When she gets home, she can tell her mother's been home and already left for her night job. Dishes are left out from a quick lunch, a fresh load of laundry that needs folding sits on the dining room table, a note from her mother placed on the top, asking her to do the dishes. Courtney drops her backpack on the couch, takes the note from the bakset and crumbles it up before throwing it away. Janine's coffee cup is still on the table, a ring left from it on the surface; Courtney finds a dishrag and wipes it clean. Afterwards, she sorts the clothes in the basket, putting them away in their proper place. She waits to do the dishes until after she's made herself a sandwich or two and a glass of milk for dinner; it's easiest to make. Sometimes she'll make macaroni and cheese, but ordering a pizza like Eryne used to do is out of the question; it's too expensive and it wasn't safe for her to open the doors to strangers, even a seemingly harmless pizza delivery man.

She does the dishes tonight as usual, after she's eaten her own dinner and starts on a short math homework sheet. It is easy and she finishes within a few minutes. She sits now on the lumpy, old, worn down couch that sits in the middle of the living room and turns the t.v. on. It is old, too, and they only get two channels in. It didn't matter, she only watches bits and pieces of it between reading a book she's gotten out of the school library. Now, there is nothing left to do except to wait, for her mother to come home and for the day to repeat itself tomorrow.

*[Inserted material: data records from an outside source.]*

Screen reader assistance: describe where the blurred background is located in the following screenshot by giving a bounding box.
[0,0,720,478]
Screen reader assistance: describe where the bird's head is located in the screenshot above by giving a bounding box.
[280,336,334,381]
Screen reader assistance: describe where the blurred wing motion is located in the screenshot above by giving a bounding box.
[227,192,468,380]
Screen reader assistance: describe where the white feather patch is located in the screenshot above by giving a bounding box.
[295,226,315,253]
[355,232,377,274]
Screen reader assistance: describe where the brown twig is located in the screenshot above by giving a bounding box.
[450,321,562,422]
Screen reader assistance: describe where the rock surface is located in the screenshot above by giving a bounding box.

At ten years old, Courtney is different from other kids her age. She is self reliant and is responsible for a household, making her mother's life as easy as possible so that she can go to work every day, pay the rent. She is unselfish and rarely feels sorry for herself. She is not scared, although she does with that maybe, she could stay at a friend's house instead of being all alone when she comes home from school until the time her mother comes home, after she's gone to bed. At ten years old, she can survive on her own, mostly, but she'd give anything to not feel lonely as she does it.